I currently have six employees: four with special needs and two without. I have to say that I have the most amazing staff.

I have decided that hiring is like shoe shopping. (This may be a bit feminine of an analogy.) There’s the cute ones, the supportive ones, and the expensive ones. You want to find a happy medium in all of these aspects. For cute: It doesn’t really mean that they are physically attractive but that their character is attractive. This is very important in the service business. They have to have a pleasant demeanor, or guests won’t be satisfied. For supportive: they have to be able to provide worth for the business. Even with my individuals with special needs, I look at what they can bring to the business. This is also the concept of attitude. Teamwork is a huge piece. As a team, can they support each other, and get the job done? Finally, expensive. Right now labor is my biggest expense. Mostly because many of my individuals with disabilities cannot work alone. I have not put any employee above minimum wage, but I know how many hours to give each individual. So in aspects of shoe shopping, are they worth the price? This analogy fits perfect into my mission of quality, service, and opportunity too! Cute=Quality Character, Supportive=Service Oriented, Expensive=Are they worth the opportunity.

I’ve had my challenges in human resources too. I’ve made two workers cry! (I am the offensive militant, after all) Both were special needs workers: one was skipping work and the other I pushed too hard.

For the first one, I had a talk with her a couple times. She was not showing up for work and not giving any notice that she wouldn’t be coming in. I told her she had to call. She had a phone so I thought she would be able to do that. Her mom called me that night and told me she wasn’t capable of doing that on her own. Her mom started texting me when she wasn’t coming but I wasn’t satisfied.
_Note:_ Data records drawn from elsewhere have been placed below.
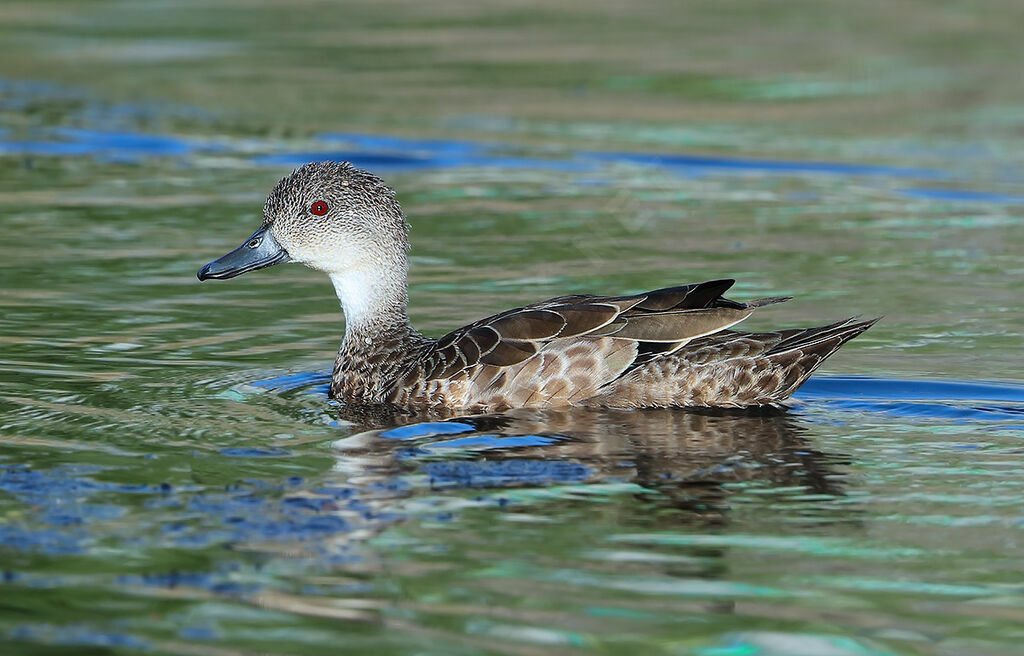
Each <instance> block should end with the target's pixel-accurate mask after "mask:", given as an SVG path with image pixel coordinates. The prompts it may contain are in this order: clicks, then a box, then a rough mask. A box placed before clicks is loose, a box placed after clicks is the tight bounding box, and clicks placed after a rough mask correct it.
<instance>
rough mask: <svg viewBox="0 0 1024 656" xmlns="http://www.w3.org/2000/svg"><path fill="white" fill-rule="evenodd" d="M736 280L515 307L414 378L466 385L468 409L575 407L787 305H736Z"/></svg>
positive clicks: (420, 367) (723, 281)
mask: <svg viewBox="0 0 1024 656" xmlns="http://www.w3.org/2000/svg"><path fill="white" fill-rule="evenodd" d="M733 282H734V280H731V279H722V280H711V281H708V282H698V283H695V285H685V286H679V287H671V288H665V289H660V290H654V291H651V292H646V293H643V294H636V295H632V296H590V295H571V296H560V297H556V298H553V299H549V300H547V301H542V302H540V303H535V304H531V305H527V306H523V307H519V308H515V309H512V310H507V311H505V312H501V313H499V314H495V315H493V316H489V317H486V318H483V319H480V320H479V321H475V322H473V323H470V324H469V325H466V326H463V327H461V329H459V330H457V331H453V332H452V333H449V334H447V335H445V336H444V337H442V338H441V339H439V340H438V341H437V342H436V343H435V344H434V345H433V347H432V348H431V349H430V351H429V352H428V353H426V354H424V357H423V359H422V360H421V366H420V367H417V368H418V370H417V371H416V373H415V375H414V376H415V377H416V378H418V379H419V380H420V381H427V382H429V381H444V380H453V379H462V380H466V381H467V383H469V384H470V385H469V389H468V390H467V392H466V394H467V395H468V398H466V399H465V400H466V402H467V403H475V402H485V401H483V400H482V399H484V398H485V397H487V396H488V395H490V396H493V397H495V398H500V399H501V403H502V404H505V403H507V404H509V405H522V404H531V403H541V402H569V403H571V402H575V401H579V400H582V399H583V398H586V397H587V396H590V395H591V394H593V393H594V392H595V391H596V390H597V389H598V388H600V387H601V386H603V385H606V384H607V383H609V382H611V381H612V380H614V379H615V378H617V377H620V376H622V375H623V374H624V373H625V371H627V370H630V369H631V368H633V367H635V366H638V365H640V364H643V363H645V362H647V361H649V360H650V359H652V358H654V357H657V356H660V355H665V354H667V353H671V352H673V351H675V350H677V349H679V348H681V347H682V346H684V345H685V344H687V343H689V342H690V341H691V340H694V339H697V338H700V337H703V336H708V335H713V334H715V333H718V332H720V331H723V330H725V329H728V327H729V326H731V325H733V324H735V323H738V322H739V321H741V320H743V319H744V318H746V317H748V316H750V315H751V313H753V312H754V310H755V309H756V308H757V307H760V306H762V305H767V304H769V303H777V302H781V301H784V300H787V299H786V298H772V299H761V300H759V301H754V302H751V303H740V302H737V301H731V300H729V299H726V298H724V297H723V296H722V295H723V294H724V293H725V292H726V291H727V290H728V289H729V288H730V287H732V285H733ZM539 353H541V354H542V355H541V356H540V357H535V356H537V355H538V354H539ZM409 382H412V381H409Z"/></svg>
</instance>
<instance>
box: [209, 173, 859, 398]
mask: <svg viewBox="0 0 1024 656" xmlns="http://www.w3.org/2000/svg"><path fill="white" fill-rule="evenodd" d="M311 207H323V208H326V209H327V211H326V212H318V211H317V212H315V213H313V212H312V211H311V209H310V208H311ZM408 230H409V224H408V223H406V219H404V215H403V213H402V211H401V208H400V206H399V205H398V202H397V200H396V198H395V193H394V191H393V190H392V189H391V188H390V187H389V186H387V184H385V183H384V181H383V180H381V179H380V178H379V177H377V176H376V175H374V174H372V173H370V172H368V171H362V170H360V169H357V168H355V167H353V166H352V165H351V164H349V163H344V162H342V163H335V162H318V163H312V164H307V165H304V166H302V167H300V168H298V169H296V170H295V171H294V172H293V173H292V174H291V175H289V176H287V177H285V178H284V179H282V180H281V181H280V182H279V183H278V185H276V186H275V187H274V189H273V190H272V191H271V192H270V195H269V196H268V198H267V202H266V205H265V206H264V209H263V226H262V227H261V228H260V230H259V231H258V234H259V235H261V236H260V237H259V238H258V239H255V240H254V242H253V243H252V244H258V245H261V246H260V248H259V249H255V250H253V248H250V249H236V251H232V252H231V253H229V254H228V255H226V256H224V257H223V258H220V259H218V260H216V261H215V262H211V263H210V264H209V265H207V266H206V267H204V268H203V269H201V270H200V272H199V276H200V279H205V278H226V277H232V276H233V275H239V274H241V273H244V272H247V271H250V270H255V269H257V268H263V267H265V266H269V265H271V264H275V263H278V262H283V261H294V262H301V263H303V264H305V265H306V266H309V267H311V268H314V269H317V270H321V271H324V272H325V273H327V274H328V275H329V276H330V277H331V280H332V281H333V283H334V287H335V292H336V293H337V295H338V298H339V300H340V302H341V306H342V309H343V311H344V312H345V337H344V340H343V341H342V345H341V349H340V351H339V353H338V358H337V360H336V361H335V366H334V373H333V376H332V381H331V395H332V396H333V397H334V398H337V399H340V400H342V401H345V402H350V403H359V404H373V403H391V404H395V405H399V406H404V407H420V408H429V407H434V408H459V409H465V410H471V409H478V410H497V409H502V408H509V407H520V406H525V407H555V406H563V405H603V406H612V407H648V406H674V405H690V406H709V405H722V406H746V405H766V404H778V403H781V402H782V401H784V400H785V398H787V397H788V396H790V395H791V394H792V393H793V392H794V391H795V390H796V389H797V388H798V387H800V385H801V384H803V382H804V381H805V380H807V377H808V376H810V374H811V371H813V370H814V369H815V368H816V367H817V366H818V365H819V364H821V362H822V361H823V360H824V359H825V358H827V357H828V356H830V355H831V354H833V353H835V352H836V350H837V349H839V348H840V347H841V346H842V345H843V344H844V343H846V342H847V341H849V340H850V339H852V338H854V337H856V336H857V335H860V334H861V333H862V332H864V331H865V330H867V327H869V326H870V325H871V324H872V323H873V321H858V320H856V319H846V320H844V321H840V322H838V323H833V324H829V325H824V326H820V327H811V329H799V330H785V331H776V332H773V333H744V332H740V331H735V330H733V327H732V326H734V325H735V324H736V323H738V322H739V321H742V320H743V319H745V318H746V317H749V316H750V315H751V314H753V313H754V312H755V311H756V310H757V309H758V308H761V307H764V306H767V305H772V304H775V303H780V302H782V301H786V300H788V297H772V298H765V299H758V300H753V301H749V302H745V303H744V302H739V301H733V300H729V299H727V298H725V297H724V296H723V295H724V294H725V293H726V292H727V291H728V290H729V288H731V287H732V285H733V280H731V279H720V280H710V281H707V282H698V283H695V285H681V286H677V287H669V288H663V289H659V290H652V291H650V292H644V293H643V294H634V295H628V296H590V295H582V294H575V295H569V296H560V297H557V298H553V299H549V300H547V301H543V302H541V303H535V304H532V305H527V306H524V307H519V308H514V309H511V310H507V311H505V312H501V313H498V314H495V315H493V316H489V317H486V318H483V319H480V320H479V321H475V322H473V323H470V324H469V325H465V326H463V327H461V329H458V330H456V331H453V332H451V333H449V334H447V335H445V336H443V337H441V338H440V339H438V340H434V339H430V338H428V337H425V336H423V335H421V334H420V333H418V332H417V331H415V330H414V329H413V327H412V326H411V325H410V323H409V314H408V309H407V306H408V301H409V294H408V271H409V263H408V258H407V253H408V251H409V239H408ZM213 271H215V273H213Z"/></svg>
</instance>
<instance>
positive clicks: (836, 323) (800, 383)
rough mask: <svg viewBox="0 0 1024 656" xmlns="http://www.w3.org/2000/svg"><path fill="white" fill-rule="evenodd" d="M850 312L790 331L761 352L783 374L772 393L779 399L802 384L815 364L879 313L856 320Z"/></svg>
mask: <svg viewBox="0 0 1024 656" xmlns="http://www.w3.org/2000/svg"><path fill="white" fill-rule="evenodd" d="M859 318H860V317H856V316H852V317H850V318H848V319H844V320H842V321H837V322H836V323H829V324H828V325H821V326H818V327H811V329H805V330H797V331H792V332H791V334H790V335H786V336H785V338H784V339H783V340H782V341H781V342H779V343H778V344H776V345H775V346H774V347H772V348H771V350H769V351H768V352H767V353H765V356H766V357H767V358H768V359H769V360H771V361H772V362H774V363H775V365H776V366H778V367H779V368H780V369H781V370H782V371H784V374H783V378H782V381H781V384H780V385H779V386H778V389H777V390H776V393H775V394H774V395H773V396H775V398H776V399H778V400H779V401H781V400H782V399H785V398H786V397H788V396H790V395H791V394H793V393H794V392H796V391H797V389H798V388H799V387H800V386H801V385H803V384H804V383H805V382H806V381H807V379H808V378H810V376H811V374H813V373H814V369H816V368H818V366H820V365H821V363H822V362H824V361H825V360H826V359H827V358H828V357H829V356H830V355H831V354H833V353H835V352H836V351H838V350H839V348H840V347H841V346H843V345H844V344H846V343H847V342H849V341H850V340H852V339H853V338H855V337H857V336H858V335H860V334H861V333H863V332H864V331H866V330H867V329H869V327H871V326H872V325H874V324H876V323H877V322H878V321H879V320H881V319H882V318H883V317H881V316H879V317H876V318H873V319H866V320H863V321H861V320H858V319H859Z"/></svg>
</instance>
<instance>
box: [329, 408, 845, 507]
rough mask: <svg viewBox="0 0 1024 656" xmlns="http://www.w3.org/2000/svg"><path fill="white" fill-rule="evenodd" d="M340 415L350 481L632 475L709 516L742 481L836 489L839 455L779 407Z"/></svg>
mask: <svg viewBox="0 0 1024 656" xmlns="http://www.w3.org/2000/svg"><path fill="white" fill-rule="evenodd" d="M341 417H342V419H345V420H347V421H349V422H352V423H355V424H356V425H361V426H359V428H361V429H362V430H359V428H357V429H356V430H357V431H358V432H356V433H354V434H353V435H351V436H350V437H347V438H344V439H341V440H338V441H337V442H335V444H334V446H335V447H336V448H337V449H338V450H339V455H338V458H337V465H336V470H337V471H339V472H344V473H346V474H348V476H349V480H350V482H356V480H357V481H358V482H359V483H362V484H366V483H372V482H373V480H375V479H377V480H381V479H384V478H387V479H393V478H394V477H396V476H400V477H408V478H413V477H417V476H419V477H420V479H421V480H424V481H425V483H426V484H427V485H429V486H430V487H431V488H433V489H438V488H440V489H453V488H477V489H492V490H494V489H508V488H522V487H538V486H550V485H565V484H581V485H588V484H591V485H593V484H598V483H633V484H635V485H637V486H639V487H640V488H641V490H640V491H638V492H636V494H637V497H638V498H639V499H641V500H642V501H644V502H649V504H653V505H656V506H658V507H662V508H672V509H677V510H679V511H683V513H681V514H678V515H677V516H678V517H680V518H681V519H685V520H686V521H694V520H695V521H701V522H708V523H715V522H722V521H725V519H726V516H727V511H728V500H729V495H730V493H732V491H733V490H735V489H737V488H741V487H742V485H741V484H743V483H758V484H762V485H765V484H767V485H769V486H772V487H776V486H777V487H801V488H803V489H804V491H805V493H810V494H827V495H839V494H842V476H841V474H840V473H839V472H838V471H837V469H836V468H837V466H841V465H843V464H845V463H846V461H845V458H843V457H842V456H836V455H827V454H824V453H822V452H820V451H818V450H816V449H814V448H812V447H811V446H810V441H809V439H808V437H807V433H808V428H807V426H806V425H805V424H803V423H802V422H801V420H800V419H799V417H796V416H794V414H793V413H792V412H788V411H784V410H766V411H759V412H752V411H750V410H744V411H723V410H702V411H693V410H684V409H678V408H662V409H645V410H642V411H630V410H611V409H590V408H566V409H545V410H540V409H514V410H509V411H506V412H503V413H500V414H481V416H472V417H457V418H451V419H444V420H442V421H437V420H436V419H435V418H423V417H417V416H410V414H406V413H402V412H400V411H397V410H394V411H392V410H390V409H388V408H383V407H377V406H375V407H366V406H361V407H350V406H349V407H344V408H342V410H341ZM353 479H355V480H353Z"/></svg>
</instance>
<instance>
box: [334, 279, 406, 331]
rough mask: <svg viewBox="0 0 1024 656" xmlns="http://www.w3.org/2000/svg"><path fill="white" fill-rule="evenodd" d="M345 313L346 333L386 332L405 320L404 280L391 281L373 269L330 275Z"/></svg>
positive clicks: (345, 330)
mask: <svg viewBox="0 0 1024 656" xmlns="http://www.w3.org/2000/svg"><path fill="white" fill-rule="evenodd" d="M329 275H330V276H331V282H333V283H334V291H335V294H337V295H338V301H340V302H341V309H342V311H343V312H344V313H345V333H346V334H347V333H350V332H352V331H356V332H359V333H376V332H383V331H384V330H386V327H388V326H390V325H391V324H393V323H394V322H395V320H396V319H397V320H401V321H404V317H406V302H407V296H406V289H404V280H393V279H388V277H387V276H386V275H382V274H381V271H380V269H375V268H373V267H366V268H362V267H360V268H355V269H348V270H346V271H344V272H343V273H330V274H329Z"/></svg>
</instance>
This young woman, though she had a disability had so much potential. For some individuals with special needs, they get comfortable with never being pushed. The Spotted Cow was the first place where she could really be challenged and not pitied, but she enjoyed her comfort zone too much. I had to let her go. It was really challenging because I want to fulfill this mission to show the worth of individuals with disabilities but I can’t help everyone, and I refuse to just give individuals a job for the sake of letting them say they achieved something.

For the second young lady, Ada, I was helping her practice making change. She struggles a little bit but I was helping her practice. She just hit her breaking point. She said there’s just some things I can’t do. I told her you can do this, you just showed me you can. I’m not going to make you do it without being by your side.

So many of the individuals with disabilities find out one way or another that they can’t do everything like everyone else. Some of them, like the first young lady, have been convinced for so long that they just get too comfortable, and they are no longer teachable. They have learned that they can use their disability as an excuse. If they fail they have that justification to fall back on. Other individuals, like Ada, have the same mindset that they are different, but there is still that spark, that they don’t have to let their disability own them. It’s all about finding the spark and not pushing too far.

Another young lady, Lauren, is the epitome of my mission. She came in very timid, but she has had a wonderful work ethic from the start. She started back in May and she has flourished. She listens and does what she is told. She is dynamic and tries to come up with new ideas for the business. She is so teachable. When she started, she would just grab cups and aid in making drinks. Now she can make all of the drinks with almost no help, and she can run the cash register. There were a couple of times at school where a teacher gave her grief for being different. She came into work crying (I gave her the day off though). For her the Spotted Cow is her safe place where she knows that she isn’t just a consumer, as many individuals with disabilities are labeled. She is a genuine contributor, and I am so thankful to have her.